Assessing below-threshold acquisitions under the abuse of dominance rules (and, by analogy, the rules prohibiting anticompetitive agreements) is also a possibility following the ECJ’s 2023 Towercast ruling. Since then, only Belgium (in two cases) and France (in one) have relied on the Towercast case law. But if member states fail to obtain the call-in powers they seek, it may become a more attractive option.
Not all member states agree with a call-in power expansion. The head of the German Federal Cartel Office is concerned it would undermine predictability and certainty. He is convinced that deal value thresholds are the best way to catch transactions that might otherwise escape scrutiny and is considering lowering Germany’s existing deal value test. This divergence of views only adds to the regulatory complexity faced by dealmakers.

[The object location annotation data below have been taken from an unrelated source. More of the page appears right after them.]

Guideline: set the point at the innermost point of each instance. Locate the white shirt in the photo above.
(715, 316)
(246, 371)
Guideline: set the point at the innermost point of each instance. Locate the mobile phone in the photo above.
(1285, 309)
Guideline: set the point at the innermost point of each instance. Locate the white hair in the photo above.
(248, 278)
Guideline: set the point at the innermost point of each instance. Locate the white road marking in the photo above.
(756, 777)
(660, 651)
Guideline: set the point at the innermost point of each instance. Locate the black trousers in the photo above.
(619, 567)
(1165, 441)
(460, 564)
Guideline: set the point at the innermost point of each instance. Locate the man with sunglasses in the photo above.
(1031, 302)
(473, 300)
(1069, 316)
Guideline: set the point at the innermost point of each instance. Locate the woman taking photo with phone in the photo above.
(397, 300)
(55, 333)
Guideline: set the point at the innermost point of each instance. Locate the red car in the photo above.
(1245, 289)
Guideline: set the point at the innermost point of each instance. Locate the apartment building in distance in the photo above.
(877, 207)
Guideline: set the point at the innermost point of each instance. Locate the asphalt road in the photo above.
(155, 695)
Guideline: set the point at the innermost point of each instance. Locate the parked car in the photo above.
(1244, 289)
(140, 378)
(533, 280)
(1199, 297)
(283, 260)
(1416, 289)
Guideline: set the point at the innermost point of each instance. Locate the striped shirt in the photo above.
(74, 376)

Non-EU authorities have below-threshold M&A in their sights
China’s State Administration for Market Regulation (SAMR) requested the notification of semiconductor deal Synopsys/Ansys, despite it not meeting Chinese merger control thresholds. This follows SAMR’s first imposition of remedies on a below-threshold pharmaceutical transaction in 2023. All eyes are on whether SAMR will step up the use of its call-in power in sensitive or strategic sectors.
In Canada, important changes to the merger control rules have extended the period in which the Competition Bureau can challenge non-notifiable deals from one to three years post-closing.
Under the new Australian merger control system (applying from January 1, 2026), ministerial directions will target certain sectors (such as supermarkets) and require incumbents to notify all transactions. Plus the current prohibition against mergers that substantially lessen competition in a market will continue to apply to below-threshold or non-notified deals. This will likely mean that small deals that materially consolidate local markets will need to be self-assessed and voluntarily notified.
An M&A portal established by the U.S. Federal Trade Commission encourages the public to provide comments on proposed mergers. It could prove a useful source of information about deals that do not trigger the HSR reporting obligation. Whether the U.S. agencies take any action as a result will depend on the priorities of the new administration.
The future looks…unpredictable
Antitrust authorities’ increasing powers, evolving policies and creative approaches mean that non-notifiable deals—especially in sensitive sectors—are increasingly likely to face merger control scrutiny. This will usually be pre-closing, but post-completion assessments cannot be ruled out.
Assessing the possibility of a review early in the process is vital. As is negotiating appropriate deal conditions and protections to deal with potential filing obligations. Parties to digital and pharma transactions should be particularly alive to the risks.